The early chapters address a set of questions concerning the origins of the Sabbath itself. How and when did this institution arise? Does it appear consistently across the canon of the Hebrew Bible, or are there variants, slowly converging toward coherence? Do analogues exist in other ancient cultures? Levenson leads the reader across the landscape of accepted scholarship, even dipping a toe in the waters of speculation.

His most salient claim is that the šabbāt of the Hebrew Bible may have originated in connection with a Babylonian full moon festival (šabattu), becoming synonymous with the “seventh day” only through a lengthy process of theological convergence and calendrical standardization. He reminds us that the seven-day week itself is a non-­natural phenomenon. Unlike the day (solar rotation), month (lunar cycle), and year (earth’s revolution), the seven-day structure appears sui generis. Its only general analogue in the ancient world exists within the Greco-Roman astronomical system, with each day being governed by a celestial body (hence the name of our modern seventh day, derived from “Saturn’s Day”).

Yet for all such similarities, ­Levenson’s most forceful point is the uniqueness of the theologically freighted biblical Sabbath. Ordained from the start as a moment of sanctity and transcendence, it has no true parallel in any ancient civilization. It is no mere “Day of Rest” (although cessation from work is important), nor is it a tribute to the powers of the planetary spheres that were once invested with deterministic power. Such a pagan cosmology, in Bertrand ­Russell’s arresting formulation, views humankind as “a small thing in comparison with the forces of Nature,” a pitiable slave “doomed to worship Time and Fate and Death, because they are greater than anything he finds in himself.” The Sabbath stands as a ritualized repudiation of inexorable temporality. The Sabbatical observer declares his faith in a vision of the cosmos in which humanity is not an ­isolated speck adrift in ­indifference, but a covenantal being of irreducible significance, bound from inception to God, community, and creation. This paradigm shift, foundational to the biblical revolution, is ratified every week by the imbrication of a non-natural unit of sacred time within an otherwise cosmological calendar. This jarring break functions as a subtle yet transformative simulacrum of the Bible’s insistence on mankind’s unique dual status: as a being confronted at once by both the majesty of a powerful universe and the sovereignty of its all-powerful author.

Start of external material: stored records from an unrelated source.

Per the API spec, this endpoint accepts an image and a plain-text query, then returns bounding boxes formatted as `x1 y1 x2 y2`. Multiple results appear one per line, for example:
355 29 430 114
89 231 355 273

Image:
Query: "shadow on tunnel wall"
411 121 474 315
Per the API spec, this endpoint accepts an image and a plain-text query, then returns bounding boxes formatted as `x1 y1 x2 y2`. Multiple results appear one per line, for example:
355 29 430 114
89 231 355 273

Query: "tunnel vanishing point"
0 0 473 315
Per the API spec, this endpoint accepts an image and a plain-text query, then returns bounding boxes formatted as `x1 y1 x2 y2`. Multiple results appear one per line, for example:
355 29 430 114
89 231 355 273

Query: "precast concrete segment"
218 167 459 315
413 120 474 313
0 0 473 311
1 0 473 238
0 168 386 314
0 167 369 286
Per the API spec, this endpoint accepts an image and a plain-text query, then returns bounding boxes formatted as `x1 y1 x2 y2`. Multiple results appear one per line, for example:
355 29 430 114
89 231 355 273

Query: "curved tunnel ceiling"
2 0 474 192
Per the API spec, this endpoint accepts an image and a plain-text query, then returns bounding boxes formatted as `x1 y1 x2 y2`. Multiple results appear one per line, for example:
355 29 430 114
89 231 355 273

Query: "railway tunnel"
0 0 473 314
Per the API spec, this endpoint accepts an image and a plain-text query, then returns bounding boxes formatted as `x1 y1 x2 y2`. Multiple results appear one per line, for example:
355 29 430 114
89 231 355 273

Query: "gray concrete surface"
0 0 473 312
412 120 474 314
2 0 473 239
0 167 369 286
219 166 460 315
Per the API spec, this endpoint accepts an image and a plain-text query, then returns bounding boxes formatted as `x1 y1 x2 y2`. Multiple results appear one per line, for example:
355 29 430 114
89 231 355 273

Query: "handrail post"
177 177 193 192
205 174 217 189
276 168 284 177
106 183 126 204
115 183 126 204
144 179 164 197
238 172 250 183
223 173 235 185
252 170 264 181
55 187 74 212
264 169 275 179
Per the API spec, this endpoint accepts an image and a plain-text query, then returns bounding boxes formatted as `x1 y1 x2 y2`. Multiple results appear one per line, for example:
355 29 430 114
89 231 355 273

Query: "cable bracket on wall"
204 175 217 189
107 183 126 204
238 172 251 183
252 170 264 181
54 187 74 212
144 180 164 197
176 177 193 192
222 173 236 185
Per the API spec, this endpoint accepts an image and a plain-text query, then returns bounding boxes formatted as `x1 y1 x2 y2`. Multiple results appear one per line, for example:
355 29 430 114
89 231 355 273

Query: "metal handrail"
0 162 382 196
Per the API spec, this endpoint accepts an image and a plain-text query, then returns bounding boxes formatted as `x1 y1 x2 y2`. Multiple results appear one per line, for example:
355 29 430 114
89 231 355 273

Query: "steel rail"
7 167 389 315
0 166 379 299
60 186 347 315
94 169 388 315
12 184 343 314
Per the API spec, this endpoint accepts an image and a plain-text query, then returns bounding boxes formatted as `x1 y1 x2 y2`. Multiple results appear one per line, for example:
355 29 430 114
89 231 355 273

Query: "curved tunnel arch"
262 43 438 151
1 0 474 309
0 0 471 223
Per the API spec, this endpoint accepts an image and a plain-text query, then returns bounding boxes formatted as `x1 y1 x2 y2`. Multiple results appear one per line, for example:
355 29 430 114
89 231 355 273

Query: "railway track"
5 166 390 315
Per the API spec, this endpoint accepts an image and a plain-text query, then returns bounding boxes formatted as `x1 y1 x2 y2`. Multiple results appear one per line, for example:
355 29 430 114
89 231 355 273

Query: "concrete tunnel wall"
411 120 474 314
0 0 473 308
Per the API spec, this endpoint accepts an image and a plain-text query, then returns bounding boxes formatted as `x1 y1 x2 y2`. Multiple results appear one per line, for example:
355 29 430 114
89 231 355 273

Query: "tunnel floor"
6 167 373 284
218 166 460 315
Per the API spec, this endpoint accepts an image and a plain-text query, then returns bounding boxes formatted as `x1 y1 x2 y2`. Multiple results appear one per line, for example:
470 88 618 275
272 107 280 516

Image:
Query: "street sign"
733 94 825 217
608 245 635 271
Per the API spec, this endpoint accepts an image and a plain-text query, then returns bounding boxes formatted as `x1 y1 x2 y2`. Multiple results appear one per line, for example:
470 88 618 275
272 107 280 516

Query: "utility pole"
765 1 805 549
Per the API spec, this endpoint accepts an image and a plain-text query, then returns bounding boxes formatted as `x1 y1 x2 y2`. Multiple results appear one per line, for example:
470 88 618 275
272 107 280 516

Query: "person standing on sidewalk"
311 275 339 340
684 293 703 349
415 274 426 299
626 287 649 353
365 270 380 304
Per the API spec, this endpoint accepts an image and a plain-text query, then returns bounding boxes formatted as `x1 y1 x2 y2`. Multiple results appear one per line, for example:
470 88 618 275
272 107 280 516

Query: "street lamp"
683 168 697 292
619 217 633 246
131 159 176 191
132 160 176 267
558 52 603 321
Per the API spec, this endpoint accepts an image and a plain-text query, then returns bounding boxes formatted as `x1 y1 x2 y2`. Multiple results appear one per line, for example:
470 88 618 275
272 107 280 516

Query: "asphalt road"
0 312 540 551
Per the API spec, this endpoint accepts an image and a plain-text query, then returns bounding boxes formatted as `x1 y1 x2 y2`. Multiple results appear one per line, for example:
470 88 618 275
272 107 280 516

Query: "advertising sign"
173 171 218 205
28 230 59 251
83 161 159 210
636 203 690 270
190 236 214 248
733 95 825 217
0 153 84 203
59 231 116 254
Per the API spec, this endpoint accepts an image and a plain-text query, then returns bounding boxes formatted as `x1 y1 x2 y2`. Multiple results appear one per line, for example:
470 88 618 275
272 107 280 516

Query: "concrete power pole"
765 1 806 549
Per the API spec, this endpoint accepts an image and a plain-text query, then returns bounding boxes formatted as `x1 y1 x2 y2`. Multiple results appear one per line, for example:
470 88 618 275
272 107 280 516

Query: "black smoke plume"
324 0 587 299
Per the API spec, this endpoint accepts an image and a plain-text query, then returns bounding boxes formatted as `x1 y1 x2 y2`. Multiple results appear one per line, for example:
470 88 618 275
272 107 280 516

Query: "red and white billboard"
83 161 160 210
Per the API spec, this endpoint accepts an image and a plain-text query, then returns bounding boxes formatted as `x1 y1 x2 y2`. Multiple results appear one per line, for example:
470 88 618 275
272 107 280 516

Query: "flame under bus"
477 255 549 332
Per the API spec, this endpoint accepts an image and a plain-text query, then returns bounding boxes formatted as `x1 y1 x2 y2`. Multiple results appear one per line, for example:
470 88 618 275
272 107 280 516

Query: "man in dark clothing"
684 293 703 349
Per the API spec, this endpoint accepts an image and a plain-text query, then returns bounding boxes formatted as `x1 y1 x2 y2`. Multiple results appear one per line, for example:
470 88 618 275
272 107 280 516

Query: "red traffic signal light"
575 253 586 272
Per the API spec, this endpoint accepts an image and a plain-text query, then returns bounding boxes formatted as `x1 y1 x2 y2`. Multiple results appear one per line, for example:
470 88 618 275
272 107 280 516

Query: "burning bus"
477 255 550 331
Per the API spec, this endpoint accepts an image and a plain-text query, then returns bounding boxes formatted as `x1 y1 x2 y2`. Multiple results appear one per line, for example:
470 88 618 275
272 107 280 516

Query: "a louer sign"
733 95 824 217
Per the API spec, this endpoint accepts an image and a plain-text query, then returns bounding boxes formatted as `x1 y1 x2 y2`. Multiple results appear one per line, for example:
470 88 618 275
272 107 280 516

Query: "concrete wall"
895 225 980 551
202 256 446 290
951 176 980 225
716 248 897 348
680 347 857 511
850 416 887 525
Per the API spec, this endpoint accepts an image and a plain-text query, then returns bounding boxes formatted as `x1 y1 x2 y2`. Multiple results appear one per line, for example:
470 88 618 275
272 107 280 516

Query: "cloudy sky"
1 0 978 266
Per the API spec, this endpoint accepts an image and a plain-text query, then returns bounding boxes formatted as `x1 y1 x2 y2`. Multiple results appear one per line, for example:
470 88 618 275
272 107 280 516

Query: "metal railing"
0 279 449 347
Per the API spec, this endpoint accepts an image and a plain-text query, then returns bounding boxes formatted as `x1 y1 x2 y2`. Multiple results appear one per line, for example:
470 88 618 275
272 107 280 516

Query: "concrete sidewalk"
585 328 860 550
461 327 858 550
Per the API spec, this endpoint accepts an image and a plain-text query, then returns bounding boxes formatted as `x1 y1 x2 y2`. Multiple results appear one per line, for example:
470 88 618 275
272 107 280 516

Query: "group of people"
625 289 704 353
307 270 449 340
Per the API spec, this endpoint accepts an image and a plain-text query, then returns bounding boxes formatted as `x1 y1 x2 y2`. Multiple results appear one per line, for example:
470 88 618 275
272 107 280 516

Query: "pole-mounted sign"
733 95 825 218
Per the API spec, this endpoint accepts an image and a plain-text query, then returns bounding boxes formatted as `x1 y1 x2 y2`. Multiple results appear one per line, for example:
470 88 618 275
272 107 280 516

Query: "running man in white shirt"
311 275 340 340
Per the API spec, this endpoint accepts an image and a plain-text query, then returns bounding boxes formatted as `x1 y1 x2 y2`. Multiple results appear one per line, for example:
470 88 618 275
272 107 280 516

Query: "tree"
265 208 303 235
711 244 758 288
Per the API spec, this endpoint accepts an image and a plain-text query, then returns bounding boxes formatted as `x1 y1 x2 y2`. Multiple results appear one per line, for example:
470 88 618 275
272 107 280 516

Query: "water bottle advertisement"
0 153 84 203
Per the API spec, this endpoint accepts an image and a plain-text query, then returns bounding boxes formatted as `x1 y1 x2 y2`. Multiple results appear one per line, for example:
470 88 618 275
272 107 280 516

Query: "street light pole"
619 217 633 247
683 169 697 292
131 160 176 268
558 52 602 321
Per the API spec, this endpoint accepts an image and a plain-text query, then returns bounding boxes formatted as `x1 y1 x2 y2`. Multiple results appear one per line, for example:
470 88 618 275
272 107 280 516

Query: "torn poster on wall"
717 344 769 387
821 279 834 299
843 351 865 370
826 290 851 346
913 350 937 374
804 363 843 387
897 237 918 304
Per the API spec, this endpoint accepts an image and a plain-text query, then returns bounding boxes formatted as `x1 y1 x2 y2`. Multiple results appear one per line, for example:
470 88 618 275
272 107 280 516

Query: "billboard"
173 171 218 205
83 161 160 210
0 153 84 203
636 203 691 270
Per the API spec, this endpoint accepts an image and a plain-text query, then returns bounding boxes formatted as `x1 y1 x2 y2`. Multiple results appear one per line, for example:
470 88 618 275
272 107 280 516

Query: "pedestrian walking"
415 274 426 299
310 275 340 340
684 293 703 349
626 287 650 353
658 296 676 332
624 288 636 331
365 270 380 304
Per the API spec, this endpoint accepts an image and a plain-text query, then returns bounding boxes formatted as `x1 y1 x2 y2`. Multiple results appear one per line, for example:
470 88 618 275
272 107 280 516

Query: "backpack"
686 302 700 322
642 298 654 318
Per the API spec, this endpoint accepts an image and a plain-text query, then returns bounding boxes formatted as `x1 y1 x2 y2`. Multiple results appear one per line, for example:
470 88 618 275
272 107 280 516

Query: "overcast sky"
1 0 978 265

Levenson devotes much time to comparing Jewish and Christian approaches to the Sabbath, particularly around the question of legal regulation. Rabbinic tradition, from its earliest texts, surrounds the Sabbath with a latticework of prohibitions, customs, and finely wrought distinctions. The act of ceasing from labor, it turns out, requires extensive and exhaustive attention. For many Christian interpreters, this has seemed paradoxical, if not absurd. For how can a day of spiritual liberation be reduced to a list of technicalities? At its worst, this rabbinic normativity is caricatured as a monument to desiccated Pharisaism, overcome by the ­liberating spiritualization of Christian grace.

Levenson rejects this caricature. Following a venerable line of halakhic thought, he argues that it is through law—precise, enforceable, and shared—that the Sabbath achieves its character. To observe the Sabbath is not merely to embrace a state of mind, but to enter into a communal choreography of rest. The laws of governing the Sabbath, correctly conceived, cannot be dismissed as mere crabbed legalism. Far from hindering spiritual praxis, they underwrite it. This tightly guarded and defined form of rest also safeguards the socio-ethical component of this institution, compelling as it does kings and paupers, seigneurs and peasants, humans and animals, to return to a prelapsarian state of freedom and fellowship. This radically egalitarian state becomes possible only within a matrix of normative constraint. If Heschel rhapsodized about the Sabbath’s “palace in time,” Levenson reminds us that these marvels of spiritual architectonics require floor plans.

As elsewhere, Levenson’s work here demonstrates a deep sympathy with rabbinic interpretations of the biblical texts, as well as with their traditionalist heirs in the medieval and modern canons of Jewish scholarship. Levenson’s competence in these frequently difficult textual traditions, and his sensitivity to their subterranean theological subtleties, are uncommon for a biblical scholar and, indeed, are lacking in some modern theologians. This sympathy leads him not only to oppose the classic Pauline approach to the Sabbath, but also to point out the lamentable failure of various reformist denominations of Judaism to preserve the “essence” of the Sabbath while eviscerating its legal frameworks. Some may view these commitments as a flaw in his analytical approach. Others will count them as a strength and a welcome counterbalance to the pervasive misapprehension that rabbinic hermeneutics are inimical to sound scholarship and reasoning.

The chapter with the greatest contemporary ­relevance—and the chapter this reviewer wishes could have been more extensive—is this book’s final one, which details the challenges posed by the Sabbath to modernity, and vice versa. Levenson notes that, for Orthodox Jews in particular, the Sabbath now functions as a weekly act of defiance against the instrumentalization of human life. The refusal to use technology, to conduct commerce, or to attend to digital devices forms a profoundly countercultural posture, a theological protest against the mechanization of existence. Highlighting and entrenching Heschel’s observations, Levenson notes that various forms of the “secular Sabbath” bear only the palest semblance to the genuine article. True Sabbath is not a tool for a more efficient Monday. It stands as a reminder that human life and dignity are ends in themselves, imbued with the eternity of the divine image and the attendant obligation to tend to those parts of our lives and personhood that cannot be priced on the market, yet have worth beyond number. In an age of overstimulation, the Sabbath is a rare opportunity to step off the treadmill that claims so much of our time and attention, and dedicate ourselves to restoring our tranquility, dignity, and, ultimately, our humanity.

To be sure, Levenson’s work is hardly the final word on the Sabbath. Some of his historical claims invite further scrutiny, and his alignment with rabbinic traditionalism will perhaps alienate some of his readers. The extent to which the Jewish Sabbath is truly equipped to function as a counterweight to the excesses of twenty-first-century life is a subject that demands more extensive reflection. Yet this book’s great strength is in its aspiration: It dares to treat the Sabbath as neither a museum artifact nor an ethereal phantasm, but as a vibrant historical, theological, and moral institution, with the power to alter individual and communal rhythms of life.

To understand the Sabbath is to grasp something elemental about Jewish history, biblical anthropology, and the metaphysics of time itself. It is to encounter a vision of life in which the world is not merely a field for toil but a garden of repose, to be received in ­humility and joy. Levenson’s luminous work offers us the best starting point yet for such an encounter. ­Israel’s Day of Light and Joy is a book worthy of the day it honors.